La besace d’amour/Le Mendiant

Éditions Édouard Garand (p. 3-8).

Première partie

CHAPITRE I

LE MENDIANT


— Vive la Reine ![1]

— Vive Languedoc !

— Vive Royal-Roussillon !

Sous une tempête de vivats, de cris, de clameurs joyeuses, trois régiments défilaient, bannières déployées, tambour battant… Et la tourbe, pressée dans les rues de la ville, rugissait encore balançant des chapeaux, des bâtons, toutes espèces d’objets :

— Vive le Roi !

— Sus aux Anglais !

— Vive le seigneur de Saint-Véran !

Des voix plus sonores, plus jeunes, plus heureuses, ajoutaient :

— Vive Madame de Pompadour !

Et parmi tous ces vivats, dans le bruit des cliquetis d’épées, des crépitements de mousqueterie, des appels sonores des clairons, dans le roulement de tambours, et alors que le canon venait de tonner en signe d’allégresse d’un bastion qui protégeait le Château Saint-Louis, une voix s’éleva tout à coup de la masse enthousiaste du peuple… une voix mâle, sonore, audacieuse… et cette voix monta dans l’espace, retentit âprement et domina tous les bruits… Cette voix venait de clamer :

— À bas la Pompadour !…

Durant une seconde, un silence relatif régna sur la cité en liesse, dans les regards heureux une lueur de crainte brilla, puis ces regards essayèrent de découvrir dans cette masse compacte de peuple l’audacieux, le téméraire qui avait lancé un tel cri.

Mais déjà des fifres et des tambours retentissaient de leur musique guerrière, et déjà d’autres vivats s’élançaient dans l’atmosphère ensoleillée :

— Vive les braves de la Sarre !

Un bataillon du régiment de la Sarre venait d’apparaître, fanions au vent, défilait devant le Château Saint-Louis, puis par la rue Buade gagnait la côte abrupte des Fortifications pour aller s’engouffrer dans le dédale des ruelles tortueuses de la Basse-Ville qui aboutissaient au Quai de la Reine, où s’alignaient déjà les bataillons des Royal-Roussillon, Languedoc et la Reine. Là balancés doucement par la marée montante, deux navires appareillaient. Sur ces navires ces beaux soldats de France allaient s’embarquer pour la ville de Montréal, et, de là, se diriger vers les frontières de la Nouvelle-France, du côté des grands lacs, que les Anglo-américains menaçaient d’envahir. Ces soldats s’en allaient fièrement défendre le grand domaine du roi de France, la belle patrie des Canadiens.
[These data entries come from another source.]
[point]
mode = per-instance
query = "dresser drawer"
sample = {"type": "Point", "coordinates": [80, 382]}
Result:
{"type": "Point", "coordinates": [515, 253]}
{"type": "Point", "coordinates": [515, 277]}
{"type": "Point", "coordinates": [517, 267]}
Et le peuple tout confiant en ces guerriers rayonnants des glorieuses campagnes dont le sol européen gardait encore le grand souvenir, oui, le peuple de la Nouvelle-France, confiant en ces superbes soldats que le roi venait d’envoyer à son secours, se réjouissait… Il acclamait ces valeureux combattants qui semblaient porter avec eux le symbole de la victoire… il les accompagnait jusqu’aux navires qui les emmèneraient loin de Québec !

Le peuple… oui ! mais pas tout le peuple ! pas tout le peuple non plus se réjouissait ! Çà et là il y avait des murmures, des balbutiements de colère, des regards chargés de haine et de vengeance ! Non… il n’y avait pas là que des heureux, il y avait des misérables, il y avait des malheureux ! Et il y en avait un peu partout ! Il y en avait devant le Château Saint-Louis : ceux-là regardaient, le front sombre, les dents serrées, la foule de brillants gentilshommes et d’officiers qui allaient suivre tantôt les régiments qui avaient défilé devant eux et s’embarquer également sur les navires qui hissaient leurs voiles. Et parmi ces officiers-gentilshommes, tous choisis par le roi Louis XV pour venir défendre contre l’ennemi son beau domaine de la Nouvelle-France, on remarquait le marquis de Montcalm, seigneur de Saint-Véran, le brave chevalier de Lévis, M. de Bourlamaque, le capitaine de Bougainville, le sieur des Combles, Pouchot, La Rochebaucour, et quantité d’autres, tous parés de riches habits, tous portant fièrement l’épée !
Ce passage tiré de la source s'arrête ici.